World News

Extremists Kill 2 at Afghan School for Midwives, but Students Escape

JALALABAD, Afghanistan — A nearly seven-hour assault by extremists on a school for midwives in eastern Afghanistan killed two people and wounded 11 others, but at the end of a harrowing day, authorities managed to avert a far greater tragedy.

Posted Updated

By
Zabihullah Ghazi
and
Rod Nordland, New York Times

JALALABAD, Afghanistan — A nearly seven-hour assault by extremists on a school for midwives in eastern Afghanistan killed two people and wounded 11 others, but at the end of a harrowing day, authorities managed to avert a far greater tragedy.

Most of the 67 young female students were evacuated quickly or fled to a fortified safe room on the grounds of the school in Jalalabad. Three of them were wounded, according to a police official. In addition, 12 young children in a day care center for the school’s staff escaped harm, authorities said.

Gholam Sanayi Stanikzai, police chief for Nangarhar province, said the attack ended after two suicide attackers, who had been fighting with automatic weapons and grenades, detonated their explosive vests as the police closed in.

Two male employees of the center were killed and five others wounded, he said, and three police officers were wounded, as well. All the students and the children were rescued.

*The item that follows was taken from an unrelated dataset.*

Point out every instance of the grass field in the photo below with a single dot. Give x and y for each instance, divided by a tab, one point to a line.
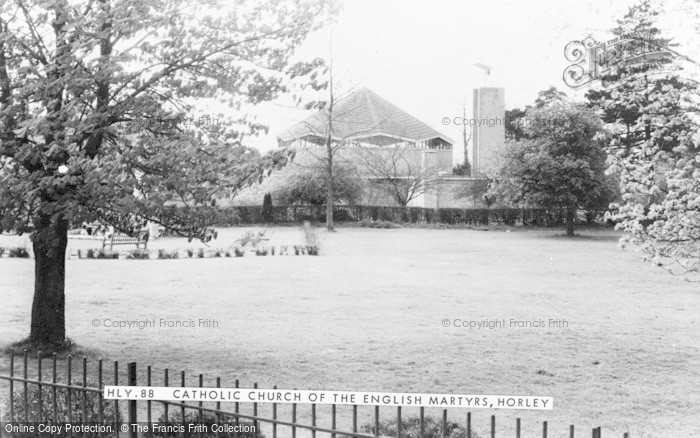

“The reason that it took such a long time to subdue the attack was the presence of women and children inside the center, who were badly scared,” Stanikzai said. “Security forces proceeded very carefully.”

According to witnesses, a large group of the midwifery students barricaded themselves in a safe room. The fate of the children in the day care was unclear for several hours.

A senior police official said three of the students at the center were wounded in the attack.

The attack began about 11 a.m. at the Midwifery Training Center in Jalalabad, as the assailants laid siege to the school. Five explosions were heard at the site, which is in the center of the city in Nangarhar province. Heavy gunfire could be heard after the initial attack, and police special forces units arrived on the scene.

The school’s students, most of them 18 to 19, were enrolled in a two-year midwifery program and lived in a dormitory in the center’s compound.

Ataullah Khogyani, a spokesman for the governor of Nangarhar, initially said that all the young women had been evacuated successfully when the attack began. Witnesses and officers at the scene, however, said that many had been unable to escape and took refuge.

Although there was no immediate claim of responsibility, the attack bore the hallmarks of the Islamic State group, whose local affiliate is especially active in Nangarhar and responsible for many suicide attacks there.

The Taliban have recently disavowed attacks on civilian targets and have long refrained from targeting medical facilities or women’s institutions. The Taliban spokesman, Zabihullah Mujahid, denied the group was behind the attack in a WhatsApp message.

The midwife center is run by the Afghan Ministry of Public Health, and it trains midwives for remote districts, where doctors are rare and most women will not go to male doctors.

It’s close to another midwifery school in Jalalabad that is run by the Norwegian Afghanistan Committee. That organization’s country director, Terje M. Watterdal, said the young women there were all safe but spent the hours of the attack in a safe room as well.